Keywords

1 Introduction

Identification systems has a lot of applications spanning from governmental projects like border control or criminal identification to civil purposes like e-commerce, network access or transport. Out of the existing identification systems, biometrics has become very popular. It is the most reliable identification system since it depends upon the physiological characteristics of a person which is unique for every person in this planet and cannot be stolen or swapped. Different physiological features can be used as biometrics such as iris, retina, face etc.

Face authentication is one of the most popular biometric identification systems. It is more direct, user-friendly and convenient compared to other methods. There are many existing face authentication systems in visible spectrum. But such systems may fail when there is a variation in illumination. Further, such systems can be easily spoofed by using disguises or by using photographs. Such systems cannot distinguish a live face from a non-live face. A secure system needs liveness detection to guard against such spoofing.

These challenges can be met with the help of thermal imaging. Thermal imaging makes use of thermal cameras to detect infrared radiation emitted by objects. Since thermal imaging depends on the heat emitted there is no issue of illumination variation. Only a live face will emit thermal radiation. So liveness detection can be easily carried out with thermal imaging. Also the radiation emitted by human face is at a different range compared to other objects thus aiding in detecting disguises.

Previous works done by researchers indicate that many face authentication algorithms such as Principal Component Analysis (PCA) [1], Local Binary Pattern (LBP), Histogram of Oriented Gradients (HOG) etc. which gives very accuracy in face authentication in visible spectrum works very well in the case of thermal images too. However, they were all verified on datasets containing non-realistic backgrounds. There are no other background objects. But that may not always be the case. There may be other objects with similar spectral range in the background. The work presented here analyses the performance of various face authentication algorithms on a newly created database with images having realistic background.
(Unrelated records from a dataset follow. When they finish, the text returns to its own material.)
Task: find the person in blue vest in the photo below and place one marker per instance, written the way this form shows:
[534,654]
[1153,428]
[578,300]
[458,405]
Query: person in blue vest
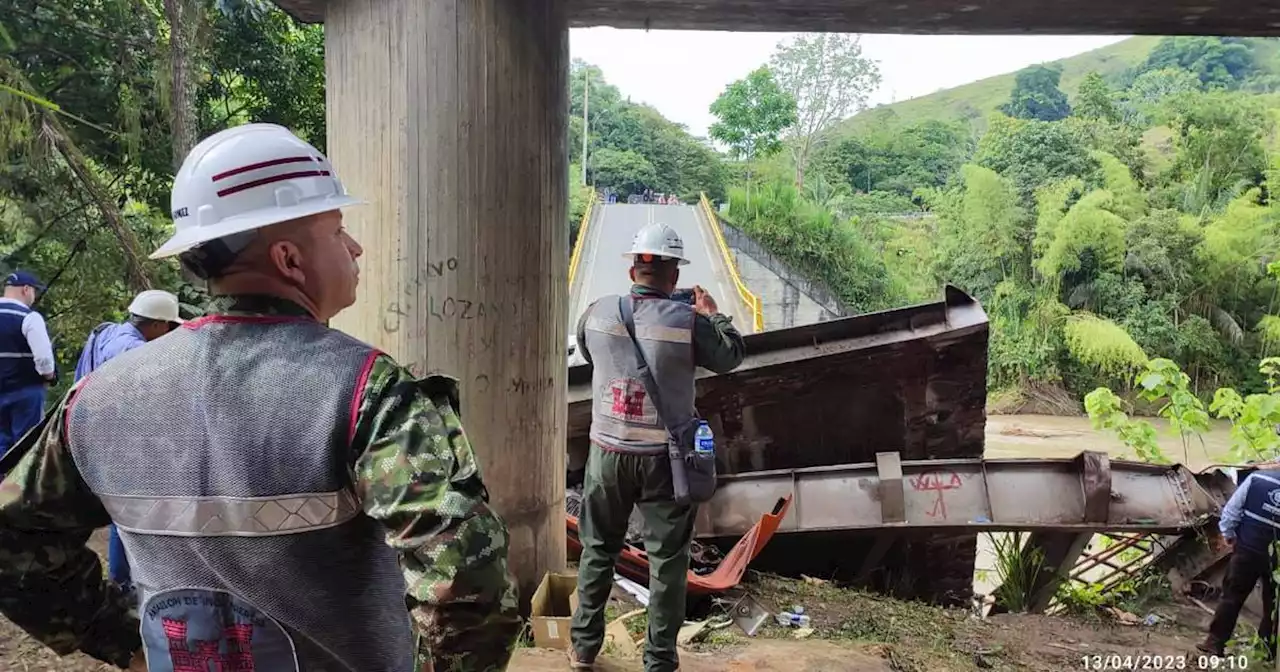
[26,359]
[1251,525]
[152,314]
The paper is organized as follows: Sect. 2 provides an overview on related work done previously by other authors. Section 3 explains the method implemented to achieve the objective. Section 4 presents the results obtained. Section 5 gives the conclusion reached and future scope of the work.

2 Literature Survey

Researchers have realized the potential of thermal imaging in the area of human identification. One of the earliest works on the topic was conducted by Chen et al. He had conducted some significant studies on face authentication in visible and infrared spectrum using principal component analysis (PCA) and has presented the results in [2]. The algorithm was implemented on their dataset called C-X1. Database consists of 10,916 images in both visible and IR spectrum from 488 subjects.
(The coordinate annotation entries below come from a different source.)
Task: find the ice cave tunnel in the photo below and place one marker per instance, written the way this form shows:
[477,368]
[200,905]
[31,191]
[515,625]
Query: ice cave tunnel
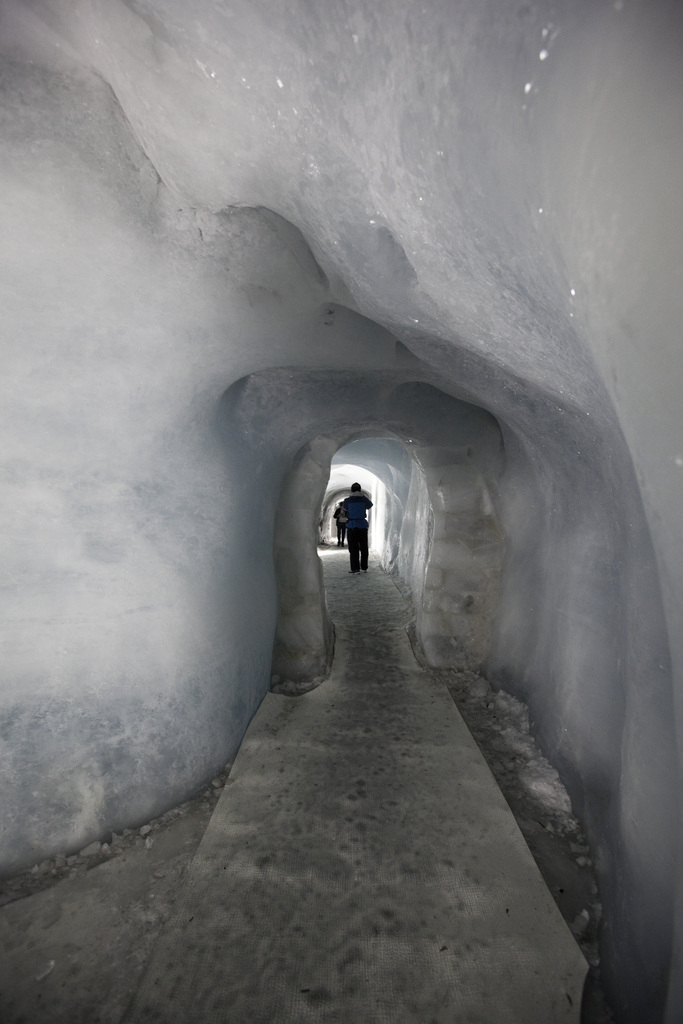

Guzman et al. [3] proposed an algorithm that does face authentication based on the vasculature information which is different for every person. The algorithm is implemented by using localization of active contours and morphological operations. The features are then matched using similarity measurements. The proposed algorithm was implemented on C-X1 dataset and on a newly created dataset comprising 13 subjects. When implemented on the Guzman dataset it gave an average recognition rate of 89% and a recognition rate of 68.5% on C-X1 dataset by using different similarity measures. The poor performance of algorithm on C-X1 dataset was claimed to be due to the lack of non uniformity correction in the dataset. Major drawback is that the algorithm was validated only on a small dataset.

Carrapico et al. [4] has taken into consideration several image descriptors and analyzed their performance in face authentication using thermal images. The image descriptors considered include Gabor Bank-Filters, Localized Binary Patterns (LBP), Colour and Edge Directivity Descriptor (CEDD) [5] and Fuzzy Colour and Texture Histogram (FCTH) [6]. The four algorithms were implemented on dataset provided by University of Science and Technology, China along with a k-nn classifier. Out of the four the Localized Binary Patterns (LBP) feature descriptor gave the highest accuracy of 91%.
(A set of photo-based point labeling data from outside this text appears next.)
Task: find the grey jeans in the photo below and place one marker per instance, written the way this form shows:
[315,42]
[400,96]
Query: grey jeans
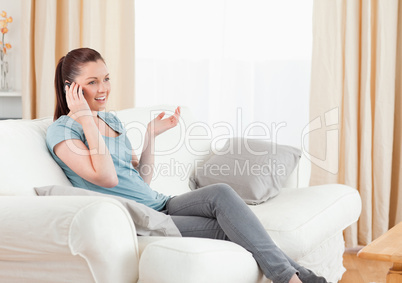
[217,212]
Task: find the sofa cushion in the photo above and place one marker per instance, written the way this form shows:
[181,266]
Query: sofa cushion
[26,161]
[147,221]
[255,169]
[197,260]
[299,220]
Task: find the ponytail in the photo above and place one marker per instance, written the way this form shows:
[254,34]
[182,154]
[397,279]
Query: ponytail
[61,102]
[68,68]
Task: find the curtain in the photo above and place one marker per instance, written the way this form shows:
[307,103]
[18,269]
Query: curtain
[238,64]
[356,94]
[52,28]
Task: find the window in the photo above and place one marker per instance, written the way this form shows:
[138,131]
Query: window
[238,61]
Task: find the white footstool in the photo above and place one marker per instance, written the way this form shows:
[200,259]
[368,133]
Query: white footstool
[195,260]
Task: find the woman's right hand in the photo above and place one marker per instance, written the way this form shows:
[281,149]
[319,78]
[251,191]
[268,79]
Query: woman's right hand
[76,102]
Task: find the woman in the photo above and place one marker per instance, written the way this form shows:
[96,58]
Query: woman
[92,148]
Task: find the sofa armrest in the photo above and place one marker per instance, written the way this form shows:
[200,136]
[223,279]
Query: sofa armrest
[99,230]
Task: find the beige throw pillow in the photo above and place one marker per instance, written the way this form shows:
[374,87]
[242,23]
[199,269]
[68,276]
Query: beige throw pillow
[147,221]
[255,169]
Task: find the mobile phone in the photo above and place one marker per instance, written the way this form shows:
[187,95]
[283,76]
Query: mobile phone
[69,85]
Xie and Wang [7] has proposed a modified LBP based feature extraction algorithm for face authentication using thermal imaging. The major drawback of LBP is its large dimensionality. The proposed approach tackles this problem by selecting personalized features for each subject. The algorithm was implemented on their own dataset of 400 thermal images of 40 subjects in combination with KNN classifier. Its performance was compared with other LBP based techniques. Their algorithm gave the recognition rate of 98.2%.

Espinosa-Duró et al. [8] created a database of thermal face images. It consist of 41 subjects (32 males and 9 females). Visible and thermal images of all the subjects were captured under three different illumination conditions: IR (infrared illumination), AR (artificial illumination) and NA (Natural illumination). A feature extraction method based on discrete cosine transform (DCT) was implemented.

In all the above mentioned works the feature extraction algorithms were verified only on datasets containing images with plain background. However these algorithms need to be verified on images with realistic background as well.

3 Methodology

Figure 1 depicts the basic flow diagram of the face authentication process.

Fig. 1
figure 1

Block diagram

  1. (a)

    Pre-Processing: A median filter with a kernel size of 5 was used to remove the higher frequencies and the impulse noises while preserving the edges.

  2. (b)

    Feature Extraction: Four different feature extraction algorithms were implemented on the two datasets: Local Binary Pattern (LBP), Histogram of Oriented Gradients (HOG), Pyramid Histogram of Oriented Gradients (PHOG) and Discrete Cosine Transform (DCT).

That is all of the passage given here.